Tax time too late for real planning

National Post


Are you a do-it-yourselfer or do you hire others to do your dirty work?

With tax season now officially in full swing, Canadians are divided among those who prefer to crank out their own personal tax returns, using either computer software or in some cases, a pencil, eraser and calculator, and those who take their shoebox of receipts to a professional tax preparer.

But truth be told, filing season is really too late to achieve any meaningful tax savings. After all, what we’re really performing is an exercise in historical reporting. How much did we make? In what form did we earn it? And how much is it going to cost us?

Case in point: Wouldn’t it be helpful if the RRSP deadline coincided with the tax filing deadline? Imagine sitting down at your computer and playing around with the RRSP calculator built into some tax preparation programs that shows you how much an additional $100 of RRSP contributions could have boosted your tax refund. What if you could simply go to your online banking site and make that last-minute, pre-filing RRSP contribution and print off an instant PDF contribution receipt which could be used to immediately to your advantage?

While such a fantasy may be the sole purview of tax geeks, the reality is that there are very few tax savings opportunities you can take advantage of at tax filing time. Perhaps the biggest one is the ability to pension split such income with a spouse or partner. As for other tax filing opportunities? There are plenty of them but they’re not worth a heck of a lot. The much touted children’s fitness credit? Worth a maximum of $75 per child. Spent $100 a month on a transit pass? That translates to a $180 tax reduction.

While none of these opportunities for saving should be passed up, your tax software should automatically calculate these credits provided you properly fill in your data.

So, why not save the expense and simply do it yourself? What’s missing from the return, of course, is opportunities for tax planning throughout the entire year that may have escaped you.

For example, say you sold some stock in 2010 and also made a donation to the local hospital. Did you ever think of donating the stock you sold directly to the charity? If you had done so, you would have eliminated 100% of the tax payable on that gain.

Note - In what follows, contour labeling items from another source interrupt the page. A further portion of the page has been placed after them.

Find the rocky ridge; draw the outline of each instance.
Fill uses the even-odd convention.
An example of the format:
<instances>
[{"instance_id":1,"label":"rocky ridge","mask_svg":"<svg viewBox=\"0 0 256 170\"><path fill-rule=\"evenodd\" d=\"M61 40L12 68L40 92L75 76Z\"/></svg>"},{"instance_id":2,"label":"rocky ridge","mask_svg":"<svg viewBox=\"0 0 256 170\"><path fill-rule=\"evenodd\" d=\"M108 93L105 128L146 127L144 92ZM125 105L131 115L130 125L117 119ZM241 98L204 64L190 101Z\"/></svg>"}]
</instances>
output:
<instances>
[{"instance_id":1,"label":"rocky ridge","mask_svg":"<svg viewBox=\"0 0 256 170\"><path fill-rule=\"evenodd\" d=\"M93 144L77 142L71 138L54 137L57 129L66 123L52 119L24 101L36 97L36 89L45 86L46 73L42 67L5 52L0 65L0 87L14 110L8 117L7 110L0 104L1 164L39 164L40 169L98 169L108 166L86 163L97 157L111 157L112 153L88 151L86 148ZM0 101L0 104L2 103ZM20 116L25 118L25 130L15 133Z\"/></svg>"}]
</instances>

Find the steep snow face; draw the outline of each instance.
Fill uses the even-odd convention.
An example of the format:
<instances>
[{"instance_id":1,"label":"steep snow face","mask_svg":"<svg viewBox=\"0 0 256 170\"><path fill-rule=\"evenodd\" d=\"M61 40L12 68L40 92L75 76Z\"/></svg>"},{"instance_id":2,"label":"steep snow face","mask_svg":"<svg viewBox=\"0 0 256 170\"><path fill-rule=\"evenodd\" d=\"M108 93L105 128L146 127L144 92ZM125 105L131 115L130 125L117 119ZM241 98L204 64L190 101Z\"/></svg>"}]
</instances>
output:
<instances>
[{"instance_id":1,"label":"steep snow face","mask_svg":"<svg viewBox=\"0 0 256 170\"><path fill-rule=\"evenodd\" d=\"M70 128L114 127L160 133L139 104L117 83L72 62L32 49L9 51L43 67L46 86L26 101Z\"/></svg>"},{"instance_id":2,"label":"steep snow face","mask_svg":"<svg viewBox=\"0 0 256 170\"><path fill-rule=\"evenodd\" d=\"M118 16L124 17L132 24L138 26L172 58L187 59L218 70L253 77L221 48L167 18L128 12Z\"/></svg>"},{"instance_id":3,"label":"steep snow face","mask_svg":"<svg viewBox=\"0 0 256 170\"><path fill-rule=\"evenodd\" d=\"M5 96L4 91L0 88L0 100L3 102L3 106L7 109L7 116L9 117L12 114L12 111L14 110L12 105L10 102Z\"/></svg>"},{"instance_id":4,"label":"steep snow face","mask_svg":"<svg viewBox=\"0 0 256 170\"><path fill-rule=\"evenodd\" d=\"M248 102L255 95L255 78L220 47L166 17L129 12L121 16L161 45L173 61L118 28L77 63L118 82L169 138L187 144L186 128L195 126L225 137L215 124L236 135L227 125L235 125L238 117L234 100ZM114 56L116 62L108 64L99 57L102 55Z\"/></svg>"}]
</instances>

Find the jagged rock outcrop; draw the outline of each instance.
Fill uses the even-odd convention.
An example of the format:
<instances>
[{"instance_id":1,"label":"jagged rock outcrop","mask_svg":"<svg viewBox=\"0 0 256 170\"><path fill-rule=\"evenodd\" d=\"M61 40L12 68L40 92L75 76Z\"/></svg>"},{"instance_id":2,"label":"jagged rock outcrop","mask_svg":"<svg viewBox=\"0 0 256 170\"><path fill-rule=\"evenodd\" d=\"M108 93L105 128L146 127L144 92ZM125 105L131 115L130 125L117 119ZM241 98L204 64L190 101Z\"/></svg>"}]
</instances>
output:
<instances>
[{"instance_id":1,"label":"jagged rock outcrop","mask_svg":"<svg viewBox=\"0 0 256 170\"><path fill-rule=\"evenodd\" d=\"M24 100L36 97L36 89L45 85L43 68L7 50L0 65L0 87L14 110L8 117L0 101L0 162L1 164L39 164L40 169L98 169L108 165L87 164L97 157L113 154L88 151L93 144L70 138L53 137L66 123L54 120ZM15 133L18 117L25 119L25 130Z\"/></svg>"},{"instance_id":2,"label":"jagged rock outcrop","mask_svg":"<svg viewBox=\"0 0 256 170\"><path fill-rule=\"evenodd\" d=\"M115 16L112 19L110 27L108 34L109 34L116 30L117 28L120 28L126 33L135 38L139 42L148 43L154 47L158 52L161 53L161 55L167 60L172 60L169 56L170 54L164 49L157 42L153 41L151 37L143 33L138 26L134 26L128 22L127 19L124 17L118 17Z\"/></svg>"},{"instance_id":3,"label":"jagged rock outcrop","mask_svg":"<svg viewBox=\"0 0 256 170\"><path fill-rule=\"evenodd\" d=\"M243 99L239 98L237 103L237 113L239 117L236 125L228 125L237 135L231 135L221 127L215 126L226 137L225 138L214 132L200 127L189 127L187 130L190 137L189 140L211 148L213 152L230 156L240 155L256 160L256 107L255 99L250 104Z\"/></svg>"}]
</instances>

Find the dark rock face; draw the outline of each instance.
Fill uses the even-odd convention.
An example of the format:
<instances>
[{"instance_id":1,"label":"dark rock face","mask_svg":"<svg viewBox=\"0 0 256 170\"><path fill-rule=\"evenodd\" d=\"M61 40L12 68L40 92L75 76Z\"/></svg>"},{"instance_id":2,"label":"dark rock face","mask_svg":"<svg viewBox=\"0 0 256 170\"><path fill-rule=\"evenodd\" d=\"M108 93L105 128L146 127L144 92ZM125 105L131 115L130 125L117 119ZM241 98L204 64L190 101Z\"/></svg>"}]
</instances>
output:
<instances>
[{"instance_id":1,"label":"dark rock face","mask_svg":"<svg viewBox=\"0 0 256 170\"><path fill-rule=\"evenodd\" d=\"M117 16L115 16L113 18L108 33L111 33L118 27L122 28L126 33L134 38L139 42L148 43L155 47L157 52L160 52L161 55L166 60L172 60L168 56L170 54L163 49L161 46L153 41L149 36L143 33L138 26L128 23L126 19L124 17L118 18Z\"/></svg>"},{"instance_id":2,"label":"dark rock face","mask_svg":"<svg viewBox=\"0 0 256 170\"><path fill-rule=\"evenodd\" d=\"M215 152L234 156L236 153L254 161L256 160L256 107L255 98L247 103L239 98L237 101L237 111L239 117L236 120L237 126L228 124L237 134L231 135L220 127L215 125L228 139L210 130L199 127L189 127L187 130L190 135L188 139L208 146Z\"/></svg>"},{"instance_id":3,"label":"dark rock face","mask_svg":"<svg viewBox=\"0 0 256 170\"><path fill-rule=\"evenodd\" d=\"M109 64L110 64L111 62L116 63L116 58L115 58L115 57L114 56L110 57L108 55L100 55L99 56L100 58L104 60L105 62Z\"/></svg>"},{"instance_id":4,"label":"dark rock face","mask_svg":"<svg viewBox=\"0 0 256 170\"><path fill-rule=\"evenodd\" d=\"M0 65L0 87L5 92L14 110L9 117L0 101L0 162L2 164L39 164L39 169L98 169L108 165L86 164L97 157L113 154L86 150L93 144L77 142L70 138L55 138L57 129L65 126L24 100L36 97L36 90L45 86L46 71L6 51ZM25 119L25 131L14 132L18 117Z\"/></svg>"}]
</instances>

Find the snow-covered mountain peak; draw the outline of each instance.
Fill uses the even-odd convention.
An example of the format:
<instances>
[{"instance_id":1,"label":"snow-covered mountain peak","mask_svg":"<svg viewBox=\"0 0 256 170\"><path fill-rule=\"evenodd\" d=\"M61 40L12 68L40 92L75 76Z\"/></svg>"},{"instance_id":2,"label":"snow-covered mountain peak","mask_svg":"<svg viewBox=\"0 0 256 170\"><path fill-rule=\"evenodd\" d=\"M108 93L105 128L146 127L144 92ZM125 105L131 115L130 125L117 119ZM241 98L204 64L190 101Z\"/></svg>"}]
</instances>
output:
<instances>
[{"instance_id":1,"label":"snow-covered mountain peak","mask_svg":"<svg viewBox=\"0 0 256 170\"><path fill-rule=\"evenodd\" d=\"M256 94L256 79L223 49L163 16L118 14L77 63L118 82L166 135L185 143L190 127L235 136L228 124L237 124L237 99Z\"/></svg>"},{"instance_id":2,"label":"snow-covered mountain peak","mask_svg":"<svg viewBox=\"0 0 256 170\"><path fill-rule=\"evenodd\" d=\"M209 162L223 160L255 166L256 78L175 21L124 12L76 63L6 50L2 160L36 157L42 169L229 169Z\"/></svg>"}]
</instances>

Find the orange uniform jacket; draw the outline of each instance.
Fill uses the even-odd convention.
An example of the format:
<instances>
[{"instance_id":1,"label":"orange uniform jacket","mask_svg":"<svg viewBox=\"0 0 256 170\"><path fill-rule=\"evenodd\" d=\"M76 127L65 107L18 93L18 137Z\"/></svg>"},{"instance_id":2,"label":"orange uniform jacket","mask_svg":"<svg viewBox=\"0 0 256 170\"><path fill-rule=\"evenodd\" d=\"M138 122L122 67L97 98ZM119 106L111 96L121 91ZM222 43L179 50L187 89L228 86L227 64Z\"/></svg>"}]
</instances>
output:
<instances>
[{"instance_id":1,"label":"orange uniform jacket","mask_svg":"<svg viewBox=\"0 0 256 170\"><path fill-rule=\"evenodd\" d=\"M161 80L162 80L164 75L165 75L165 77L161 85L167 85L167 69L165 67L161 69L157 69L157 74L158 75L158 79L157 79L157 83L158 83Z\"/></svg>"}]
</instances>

What about your portfolio? Is it strategically allocated from a tax perspective to ensure you are taking advantage of tax-preferred Canadian dividends in your non-registered account while U.S. equities are held inside your RRSP instead of your TFSA so you don’t lose the non-resident withholding tax on foreign dividends?

These are all things a tax pro can ensure you are taking advantage of year-round. My advice? Do a draft return yourself, which is a great learning opportunity, but then have an expert review it, not to double check your math, but to see what’s not there.